Best Insurance Ratings. The principal rater of the insurance industry has been the A.M. Best Company. The A.M. Best Company has provided insurance ratings for property insurance companies, life companies and related products. Best provides two ratings: a Letter rating and a Roman Numeral classification. The Letter rating includes many qualitative and quantitative factors of an insurance company's financial condition and operating performance. It considers liquidity, profitability, capitalization, spread of risk, reinsurance, diversification, loss reserves, surplus adequacy, management experience and market presence. The Best ratings range from AA+ to F. The secured ratings at Best are considered AA+ to B+. Anything from B to F is considered vulnerable. E and F are in state supervision or in liquidation.
In addition, Best will provide a roman numeral classification based on policy holder surplus. These range from Roman Numeral I to Roman Numeral XV which is smallest to largest.

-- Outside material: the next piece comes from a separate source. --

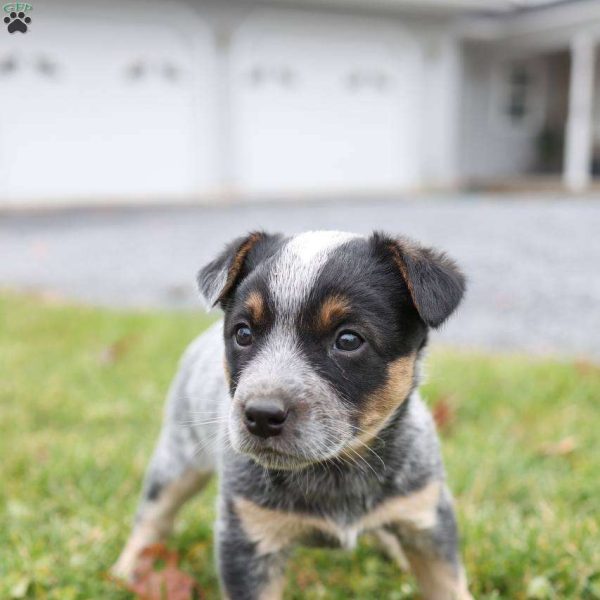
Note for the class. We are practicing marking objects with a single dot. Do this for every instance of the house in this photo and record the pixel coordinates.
(179, 99)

The Standard & Poor Property/Casualty Insurer Solvency Review. Standard & Poor analyzes available financial data provided by the National Association of Insurance Commissioners to determine a qualified solvency rating. S&P analyzes the claims-paying ability and potential solvency of a number of insureds throughout the county. In order to have claims-paying ability analyzed, an insurance company must voluntarily submit to S&P scrutiny. However, in order to broaden that base, since only a small portion of insureds submitted to the voluntary review and analyses, S&P has developed a broader form called Qualified Solvency Ratings.
The claims-paying ability of S&P ratings range from AAA through EEE to R. AAA being the best, EEE being extremely vulnerable financial ratings and R being regulatory action.

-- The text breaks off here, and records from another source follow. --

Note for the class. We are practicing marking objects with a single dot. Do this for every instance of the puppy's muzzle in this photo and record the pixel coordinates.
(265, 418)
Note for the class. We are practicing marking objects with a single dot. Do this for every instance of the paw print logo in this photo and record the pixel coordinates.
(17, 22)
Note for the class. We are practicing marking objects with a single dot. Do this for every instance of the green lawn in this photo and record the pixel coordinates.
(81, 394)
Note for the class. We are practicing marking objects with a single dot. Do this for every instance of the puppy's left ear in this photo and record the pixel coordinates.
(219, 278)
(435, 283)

The border form of qualified solvency ratings are as follows: BBBq - statistical tests indicate adequate or better financial security; Bbq - statistical tests indicate that financial security may be adequate; Bq - statistical tests indicate vulnerable financial security; R - regulatory action.
The S&P ratings as property and casualty insurers are not as clear as the Best ratings.

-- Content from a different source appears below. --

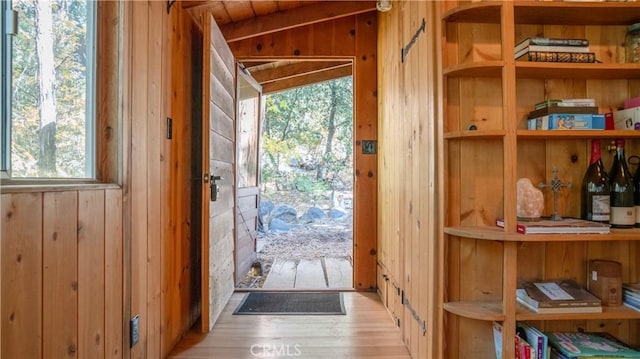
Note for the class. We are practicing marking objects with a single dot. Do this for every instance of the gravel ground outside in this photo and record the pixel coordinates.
(327, 238)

Standard & Poors, Moody and other rating agencies review of the debt of insurance companies. As is typical of all companies which issue public debt, the rating agencies will give standardized ratings to the debt instruments of public insurance companies. In the case of Standard & Poors, these range from AAA downward; and in the case of Moody's from AA downward. Investment Grade ratings in the case of both major rating agencies entail ratings that range from either AAA to BBB- in the case of Standard & Poors, or AA to BBB- in the case of Moodys. An analysis of the debt instruments issued by insurance companies can often be helpful in assessing their financial quality.